A surge, in context
Instead of papering over disaster in Iraq, the president must embrace the Iraq Study Group's regional approach
Wednesday, January 10, 2007
As he pitches tonight's latest "stay-the- course" message masquerading as an Iraq strategy, President Bush needs to remember that the American people aren't in the mood for more of the same.
That's why voters bounced Republicans from congressional leadership in November.
That's why a clear majority tell pollsters that they want the troops to start coming home, now.
That's why skepticism and no confidence in the president's leadership dominate in poll after poll.
And that's why voters consistently say they want more bipartisanship in foreign policy and more assertiveness from Democrats.
Which makes it all the more astounding that tonight the president will not embrace the detailed, pragmatic road map to a less chaotic Iraqi future laid out by the Iraq Study Group a mere month ago.
He should reconsider and look again at the Iraq Study Group's 79 recommendations that encompass both best and worse cases.
The group's bipartisan authors took a holistic approach to a crucial task that has so far eluded both the Bush administration and Iraq's radical Shiite government: empowering moderate Iraqis and influencing Iraq's neighbors, friends and adversaries to play a positive role in framing Iraq's future.
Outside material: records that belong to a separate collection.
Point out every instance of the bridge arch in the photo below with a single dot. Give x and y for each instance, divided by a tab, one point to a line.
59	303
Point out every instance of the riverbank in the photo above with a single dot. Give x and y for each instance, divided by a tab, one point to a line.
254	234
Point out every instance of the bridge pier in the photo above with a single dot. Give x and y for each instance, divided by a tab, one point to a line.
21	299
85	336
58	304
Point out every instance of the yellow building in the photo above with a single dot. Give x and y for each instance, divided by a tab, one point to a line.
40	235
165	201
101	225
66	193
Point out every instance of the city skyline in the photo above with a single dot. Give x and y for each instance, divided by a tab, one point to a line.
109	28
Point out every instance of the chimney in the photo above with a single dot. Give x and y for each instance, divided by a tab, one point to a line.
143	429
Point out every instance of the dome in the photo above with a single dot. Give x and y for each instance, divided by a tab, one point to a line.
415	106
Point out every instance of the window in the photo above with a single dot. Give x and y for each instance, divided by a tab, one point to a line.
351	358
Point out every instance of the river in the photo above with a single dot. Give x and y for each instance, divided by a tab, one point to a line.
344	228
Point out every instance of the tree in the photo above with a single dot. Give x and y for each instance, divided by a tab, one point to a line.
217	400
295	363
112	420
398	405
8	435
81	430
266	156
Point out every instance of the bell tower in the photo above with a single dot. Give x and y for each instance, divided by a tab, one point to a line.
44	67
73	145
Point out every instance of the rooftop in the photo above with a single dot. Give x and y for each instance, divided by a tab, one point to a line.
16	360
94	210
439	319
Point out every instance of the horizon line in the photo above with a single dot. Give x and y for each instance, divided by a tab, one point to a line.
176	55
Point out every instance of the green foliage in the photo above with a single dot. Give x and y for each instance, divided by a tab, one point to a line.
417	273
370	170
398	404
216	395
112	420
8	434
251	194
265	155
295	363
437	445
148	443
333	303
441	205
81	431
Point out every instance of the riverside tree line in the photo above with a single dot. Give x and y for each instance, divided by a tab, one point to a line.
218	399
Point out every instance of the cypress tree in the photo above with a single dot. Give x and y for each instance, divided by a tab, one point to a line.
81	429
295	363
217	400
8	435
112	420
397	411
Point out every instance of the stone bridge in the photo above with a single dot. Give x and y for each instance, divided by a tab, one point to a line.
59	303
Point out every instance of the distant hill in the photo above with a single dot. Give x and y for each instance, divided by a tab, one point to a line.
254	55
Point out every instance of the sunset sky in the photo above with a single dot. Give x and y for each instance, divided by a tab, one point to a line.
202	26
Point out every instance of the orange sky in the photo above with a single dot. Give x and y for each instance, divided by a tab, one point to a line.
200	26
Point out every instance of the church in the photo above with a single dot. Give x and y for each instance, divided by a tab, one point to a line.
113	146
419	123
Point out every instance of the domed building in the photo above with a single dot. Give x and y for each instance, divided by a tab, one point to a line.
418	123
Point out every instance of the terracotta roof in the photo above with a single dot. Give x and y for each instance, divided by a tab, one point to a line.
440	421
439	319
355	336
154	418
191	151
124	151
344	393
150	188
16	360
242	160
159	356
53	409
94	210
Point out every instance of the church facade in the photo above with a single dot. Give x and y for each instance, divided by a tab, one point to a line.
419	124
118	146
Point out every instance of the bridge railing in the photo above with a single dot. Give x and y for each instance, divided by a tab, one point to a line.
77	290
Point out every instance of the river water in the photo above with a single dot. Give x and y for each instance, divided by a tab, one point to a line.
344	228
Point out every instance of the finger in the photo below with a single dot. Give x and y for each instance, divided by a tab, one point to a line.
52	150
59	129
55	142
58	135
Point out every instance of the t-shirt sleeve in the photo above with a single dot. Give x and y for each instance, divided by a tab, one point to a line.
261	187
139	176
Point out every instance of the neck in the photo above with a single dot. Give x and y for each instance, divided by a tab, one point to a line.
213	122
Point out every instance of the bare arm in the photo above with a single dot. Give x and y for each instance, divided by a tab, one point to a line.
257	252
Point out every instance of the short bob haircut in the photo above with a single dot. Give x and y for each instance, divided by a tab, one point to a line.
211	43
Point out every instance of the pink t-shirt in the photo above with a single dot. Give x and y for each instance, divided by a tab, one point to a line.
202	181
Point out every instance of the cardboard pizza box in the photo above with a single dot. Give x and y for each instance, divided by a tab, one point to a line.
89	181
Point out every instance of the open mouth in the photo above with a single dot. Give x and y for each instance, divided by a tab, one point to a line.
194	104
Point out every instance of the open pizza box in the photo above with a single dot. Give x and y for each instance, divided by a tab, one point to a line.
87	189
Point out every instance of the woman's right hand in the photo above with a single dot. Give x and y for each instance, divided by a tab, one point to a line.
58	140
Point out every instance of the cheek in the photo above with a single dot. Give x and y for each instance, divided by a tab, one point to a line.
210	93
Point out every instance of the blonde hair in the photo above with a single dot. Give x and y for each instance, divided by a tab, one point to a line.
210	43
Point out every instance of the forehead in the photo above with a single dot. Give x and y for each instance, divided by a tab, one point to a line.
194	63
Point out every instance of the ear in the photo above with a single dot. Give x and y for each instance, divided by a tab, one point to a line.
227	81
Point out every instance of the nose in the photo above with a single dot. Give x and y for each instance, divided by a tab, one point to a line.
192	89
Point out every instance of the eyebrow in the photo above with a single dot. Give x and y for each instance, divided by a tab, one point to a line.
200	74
What's needed is not more unilateral U.S. military action but a joint regional effort to stave off holy war and a larger-scale conflict that could threaten every single one of the Persian Gulf's governments, including Iran and Syria.
The Iraq Study Group recognized that the stakes go far beyond Iraq.
Should access to Persian Gulf oil be cut off and parts of Iraq morph into a terrorist Sunni Islamic state and a terrorist Shiite Islamic state, the world would pay a horrific price.
Yet President Bush thanked the study group's participants and then seemed promptly to have forgotten their overriding message: That it can no longer be business as usual in Iraq.
Either political pressures from the White House are again distorting military advice from below - or Iraqi forces proved so immutable to change and so resistant to the idea of taking charge of Iraqi security that the long-term prospects for the Iraqi nation must be considered grim.
The November election wasn't just a vote of "no confidence" in political business as usual. It was a vote of no confidence in this president's leadership of the war. A "surge" that cannot be sustained will merely confirm that view.